Three of the untrained actors who were part of the cast of Tanna, which was shot entirely on the island of Vanuatu in the South Pacific.

A bouquet of movie genres

Shuswap Film Society presents the Reel Weekend Film Festival

Get ready for a weekend of great movies as the Shuswap Film Society presents its annual Reel Weekend Film Festival Nov. 3 to 5 at the Salmar Classic Theatre.

This year’s slate features films that range from light-hearted to thought-provoking and enlightening.

Lost in Paris

This comedy starts with Martha, an 80-year-old former Canadian dancer who has been living in Paris for decades. When threatened to be sent to an old peoples home, she calls in her niece, Fiona, from Canada. When she arrives, Martha has disappeared, Fiona loses her documents and money after falling into the Seine and is alone and desperate…until she meets a homeless man. Lost in Paris shows at 7:30 p.m. Friday, Nov. 3 and 10:30 a.m. Sunday, Nov. 5.

Tanna

This is a rousing story rooted in a world of tribes, chiefs and shamans. Two star-crossed lovers are forced to choose between their relationship and peace for their small tribe. This movie was shot on the South Pacific island of Vanuatu, using untrained actors who have never seen a movie and live a traditional way of life. Tanna shows at 10:30 a.m. Saturday, Nov. 4 and 7:30 p.m. Sunday, Nov. 5.

Wilson

Based on the novel of the same name. Woody Harrelson stars as a lonely, neurotic middle-aged man wondering about his purpose in life. He reunites with his estranged wife and gets a shot at happiness when he sets out to meet his teenaged daughter who was put up for adoption 17 years ago. Wilson will be shown at 1:30 p.m. Saturday, Nov. 4.

The Gardener

Frank Cabot’s Les Quatre Vents is considered one of the most ambitious private gardens in North America, if not the world. This documentary takes you through this magnificent garden spread across 20 acres of land at the top of Mount Murray in Quebec, and its extraordinary world of trees, hedges, flowers and bridges. The Gardener runs at 4 p.m. Saturday, Nov. 4.

The Hero

Approaching 72, ‘hero,’ Hayden, is given some terminally awful news, giving the ol’ coot some pause to ponder a stalled career and failed family life. A December-May romance gets the ball rolling as he sets out to make some changes. This is a lovely paced rumination on the very complicated topic of existence, with a wonderful, understated and vulnerable performance from Sam Elliott, Hollywood’s new leading man. Warning: guns are drawn and poetry is read. The film will be shown at 7:30 p.m. Saturday, Nov. 4 and 1:30 p.m. Sunday, Nov. 5

The Divine Order

Nora is a young housewife and mother and lives in the peaceful Swiss countryside with her husband and two sons. Nora is a quiet and retiring person, well-liked by everyone, until she begins to campaign for women’s right to vote, an issue to be put before the male voters in February 1971. The film will will be shown at 4 p.m. on Sunday, Nov. 5.

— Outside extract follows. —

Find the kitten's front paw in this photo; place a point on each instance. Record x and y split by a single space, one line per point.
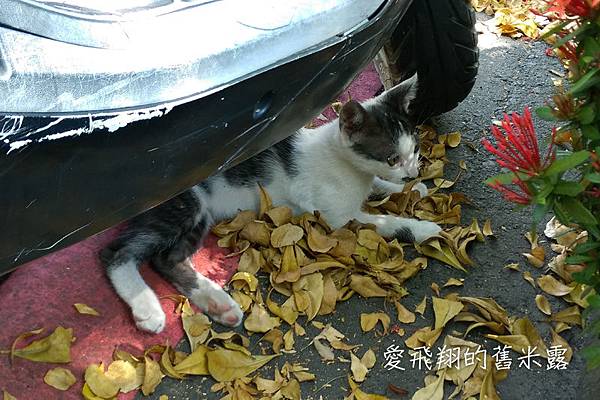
424 230
149 316
220 306
421 188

An opening night celebration takes place prior to the showing of Lost in Paris on Friday, Nov. 3. Everyone is welcome to enjoy a bit of France. Film Society members will be offering refreshments, music and door prizes. It all begins when the doors open at 6:30 p.m.

Join society members prior to the Sunday night showing of Tanna to enjoy coffee and conversation and to let the society know what you think of the festival.

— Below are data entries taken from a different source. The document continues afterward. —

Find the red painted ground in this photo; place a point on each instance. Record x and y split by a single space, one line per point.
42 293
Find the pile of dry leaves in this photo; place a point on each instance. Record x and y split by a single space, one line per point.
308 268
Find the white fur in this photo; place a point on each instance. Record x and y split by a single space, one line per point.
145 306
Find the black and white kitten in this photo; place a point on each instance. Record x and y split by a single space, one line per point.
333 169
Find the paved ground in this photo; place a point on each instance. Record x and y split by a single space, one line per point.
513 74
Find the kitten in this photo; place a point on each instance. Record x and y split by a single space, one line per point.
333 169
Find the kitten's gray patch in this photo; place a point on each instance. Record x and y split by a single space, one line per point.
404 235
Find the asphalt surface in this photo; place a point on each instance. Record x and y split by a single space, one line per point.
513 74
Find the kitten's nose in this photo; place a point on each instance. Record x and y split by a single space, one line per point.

All films will be shown at the Salmar Classic on Alexander Street. Advance tickets are available at Wearabouts and are $7 for a single film, $30 for any five films and $35 all six films. Cash-only tickets will also be available at the door.

Reservations can be made with VISA or MasterCard 24 hours in advance of movie time on the “Ticket and Reservations” tab at www.shuswapfilm.net.

Festival, gold and yearlong passes guarantee moviegoers see movies at a discount price, but do not guarantee admission in case of a sell out.

Regular film season continues at 5 p.m. Nov. 5 with Irreplaceable, about a small, rural community in France, old-school French cinema full of humanism and realistic characters.